Every Day is New Year’s Day

The “new year, new you” hype feels a bit overwhelming at the moment, doesn’t it?

As if we’re supposed to flip a switch on New Year’s Day and completely make over our lives in an instant.

It occurred to me today, grateful to be driving around in Southern California rain, that life is pretty good. Despite Omicron. Despite the state of the world.

If we want to make changes in our lives, the best way to make lasting change is to take small steps toward it, every day.

And it’s also important to see each day as a fresh start, and a new year’s day all of its own.

Here’s to making the most of every day. And enjoying every day. Happy New Year!

 

What is Possible in a Year?

Reflection ramps up toward the end of a year. Here we are, almost at the end of a second year of living with the Covid-19 virus. How are you navigating through it all?

Thanksgiving this year felt like a welcome pause, to connect with family and friends and be mindful of the blessings in our lives.

Life threw us another curve that day, with news of a new Covid variant. Called Omicron, the new variant is still elusive enough we don’t know exactly how to proceed. As if we ever did.

Reflecting on Thanksgiving 2020 gave me much-needed perspective. The LA County Health Department was just shutting down outdoor dining for restaurants, as Covid spiked in Los Angeles. It felt like a near-death knell for our family’s fledgling restaurant that opened in the summer of 2020.

A year later, though, much has changed. Vaccines became available soon after last Thanksgiving. Business restrictions eased, and the restaurant is generating momentum. Life returned mostly to normal, albeit wearing masks in public places and managing through supply chain disruptions.

Remembering how quickly a year passes and how much changes resulted in two observations. First, a lot can change in a year. Second, viewed in that context, the present truly is a present.

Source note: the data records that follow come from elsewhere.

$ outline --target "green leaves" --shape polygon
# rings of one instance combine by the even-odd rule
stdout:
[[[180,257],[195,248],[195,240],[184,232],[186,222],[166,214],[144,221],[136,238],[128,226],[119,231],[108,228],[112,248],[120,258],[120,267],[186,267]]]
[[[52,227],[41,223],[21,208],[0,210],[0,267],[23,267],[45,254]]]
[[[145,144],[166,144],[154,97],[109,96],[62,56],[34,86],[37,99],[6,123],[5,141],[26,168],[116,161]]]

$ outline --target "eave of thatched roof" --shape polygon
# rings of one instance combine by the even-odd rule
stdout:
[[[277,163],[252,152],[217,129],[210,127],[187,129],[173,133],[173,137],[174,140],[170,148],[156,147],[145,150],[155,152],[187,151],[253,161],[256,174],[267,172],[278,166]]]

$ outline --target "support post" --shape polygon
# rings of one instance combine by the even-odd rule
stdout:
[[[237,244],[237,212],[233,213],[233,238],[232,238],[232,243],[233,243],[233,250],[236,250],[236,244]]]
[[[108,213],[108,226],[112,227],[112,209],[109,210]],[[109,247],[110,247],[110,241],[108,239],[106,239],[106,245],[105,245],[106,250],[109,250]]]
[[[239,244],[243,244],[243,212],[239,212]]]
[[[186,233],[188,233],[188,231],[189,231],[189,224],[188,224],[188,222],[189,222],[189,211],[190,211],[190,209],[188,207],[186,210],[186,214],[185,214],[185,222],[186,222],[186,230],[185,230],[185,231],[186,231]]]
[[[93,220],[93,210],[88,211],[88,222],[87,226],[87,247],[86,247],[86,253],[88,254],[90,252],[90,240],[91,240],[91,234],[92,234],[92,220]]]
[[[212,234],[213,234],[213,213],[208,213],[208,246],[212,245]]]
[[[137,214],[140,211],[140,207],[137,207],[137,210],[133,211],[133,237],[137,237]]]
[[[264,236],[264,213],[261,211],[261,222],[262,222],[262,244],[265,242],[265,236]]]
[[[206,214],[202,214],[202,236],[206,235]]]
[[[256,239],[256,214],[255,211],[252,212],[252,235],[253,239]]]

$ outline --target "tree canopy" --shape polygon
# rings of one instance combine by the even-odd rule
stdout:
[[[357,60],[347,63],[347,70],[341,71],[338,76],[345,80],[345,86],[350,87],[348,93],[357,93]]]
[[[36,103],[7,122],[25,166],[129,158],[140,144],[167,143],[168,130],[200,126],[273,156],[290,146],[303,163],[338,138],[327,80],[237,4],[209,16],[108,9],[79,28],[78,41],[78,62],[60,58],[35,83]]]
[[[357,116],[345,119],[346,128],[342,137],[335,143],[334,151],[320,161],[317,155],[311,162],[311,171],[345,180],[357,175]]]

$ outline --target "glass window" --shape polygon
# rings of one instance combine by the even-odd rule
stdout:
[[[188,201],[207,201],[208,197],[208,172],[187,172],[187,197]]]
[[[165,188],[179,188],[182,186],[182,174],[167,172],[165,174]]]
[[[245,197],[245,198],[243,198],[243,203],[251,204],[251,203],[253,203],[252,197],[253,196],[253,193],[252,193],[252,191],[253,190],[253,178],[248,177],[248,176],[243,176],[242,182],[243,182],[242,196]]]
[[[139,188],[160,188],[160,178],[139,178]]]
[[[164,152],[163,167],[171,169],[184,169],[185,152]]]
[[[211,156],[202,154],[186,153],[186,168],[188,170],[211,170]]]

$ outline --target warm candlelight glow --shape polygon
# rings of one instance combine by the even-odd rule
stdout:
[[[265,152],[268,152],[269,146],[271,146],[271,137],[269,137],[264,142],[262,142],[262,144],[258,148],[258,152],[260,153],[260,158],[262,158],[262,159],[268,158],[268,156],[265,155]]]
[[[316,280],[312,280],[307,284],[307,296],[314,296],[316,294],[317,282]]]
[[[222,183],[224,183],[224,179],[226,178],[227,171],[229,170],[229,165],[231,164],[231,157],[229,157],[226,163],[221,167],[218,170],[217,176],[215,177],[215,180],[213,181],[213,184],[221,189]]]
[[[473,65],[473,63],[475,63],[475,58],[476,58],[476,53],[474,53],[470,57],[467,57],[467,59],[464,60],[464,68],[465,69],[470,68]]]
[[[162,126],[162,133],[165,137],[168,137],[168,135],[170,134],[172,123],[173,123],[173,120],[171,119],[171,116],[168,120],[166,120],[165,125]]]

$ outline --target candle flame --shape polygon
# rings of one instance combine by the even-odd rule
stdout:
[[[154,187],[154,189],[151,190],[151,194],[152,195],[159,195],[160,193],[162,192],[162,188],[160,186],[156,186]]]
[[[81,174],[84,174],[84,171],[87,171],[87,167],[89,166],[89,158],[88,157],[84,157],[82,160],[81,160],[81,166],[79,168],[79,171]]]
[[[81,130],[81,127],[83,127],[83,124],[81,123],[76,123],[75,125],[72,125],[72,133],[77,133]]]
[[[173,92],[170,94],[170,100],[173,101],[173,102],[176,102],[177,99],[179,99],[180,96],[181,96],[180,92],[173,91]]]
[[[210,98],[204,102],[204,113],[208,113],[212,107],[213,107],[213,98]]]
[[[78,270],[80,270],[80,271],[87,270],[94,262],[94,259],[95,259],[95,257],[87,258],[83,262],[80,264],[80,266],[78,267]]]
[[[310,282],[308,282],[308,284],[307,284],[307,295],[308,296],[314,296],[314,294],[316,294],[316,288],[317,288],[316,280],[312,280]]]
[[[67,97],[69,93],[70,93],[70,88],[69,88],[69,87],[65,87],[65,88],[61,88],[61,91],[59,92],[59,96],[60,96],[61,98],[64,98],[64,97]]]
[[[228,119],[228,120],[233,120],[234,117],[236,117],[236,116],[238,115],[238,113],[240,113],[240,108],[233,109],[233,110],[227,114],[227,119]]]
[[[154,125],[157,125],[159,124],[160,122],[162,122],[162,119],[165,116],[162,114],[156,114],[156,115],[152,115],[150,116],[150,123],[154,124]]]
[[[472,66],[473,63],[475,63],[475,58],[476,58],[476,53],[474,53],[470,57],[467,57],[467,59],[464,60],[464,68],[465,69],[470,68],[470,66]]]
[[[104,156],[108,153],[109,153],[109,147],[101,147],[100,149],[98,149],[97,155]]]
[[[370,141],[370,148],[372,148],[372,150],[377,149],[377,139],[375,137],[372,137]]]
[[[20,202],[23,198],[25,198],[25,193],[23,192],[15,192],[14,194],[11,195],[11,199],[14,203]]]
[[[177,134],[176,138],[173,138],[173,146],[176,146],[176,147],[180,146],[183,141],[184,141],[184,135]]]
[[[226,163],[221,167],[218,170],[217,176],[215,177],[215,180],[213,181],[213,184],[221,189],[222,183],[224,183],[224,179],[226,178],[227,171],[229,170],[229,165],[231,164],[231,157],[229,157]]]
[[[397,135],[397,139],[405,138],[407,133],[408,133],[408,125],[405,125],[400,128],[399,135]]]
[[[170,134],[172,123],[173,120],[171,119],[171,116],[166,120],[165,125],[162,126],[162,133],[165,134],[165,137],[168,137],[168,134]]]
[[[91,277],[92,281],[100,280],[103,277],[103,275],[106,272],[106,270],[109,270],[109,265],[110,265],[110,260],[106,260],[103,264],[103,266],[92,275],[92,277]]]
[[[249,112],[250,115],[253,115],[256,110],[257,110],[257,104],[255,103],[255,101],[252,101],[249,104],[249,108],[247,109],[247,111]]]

And third, what is possible during the next year?

As the poet Mary Oliver penned: “Tell me, what is it you plan to do with your one wild and previous life?”

Our lives take shape in the minutes, hours, days and years.

What is possible for YOU in the year ahead?

 

Transforming Post-Pandemic Trauma into Growth

A colleague tipped me off to this week’s Aspen Ideas Festival. What an inspirational collection of people and ideas. It’s juxtaposed onto this strange transitional time we’re all living through as we emerge from 16 months of a global pandemic in the U.S.

A favorite talk came from Arthur Brooks. He’s a professor, an author, a podcaster, a thinker and so much more. What he got me thinking about is not simply recovering from post-pandemic trauma, but how to turn the experience into one of growth.

Reframing the months-long experience of intense uncertainty, day after day, into one of growing from it is incredibly powerful. Like a weight being lifted off one’s shoulders.

As you reflect on your life over the last year during Covid-19, what did you learn? What did you accomplish that you didn’t think you could? (And yes, sheer survival counts as a major accomplishment.) How did you grow and change?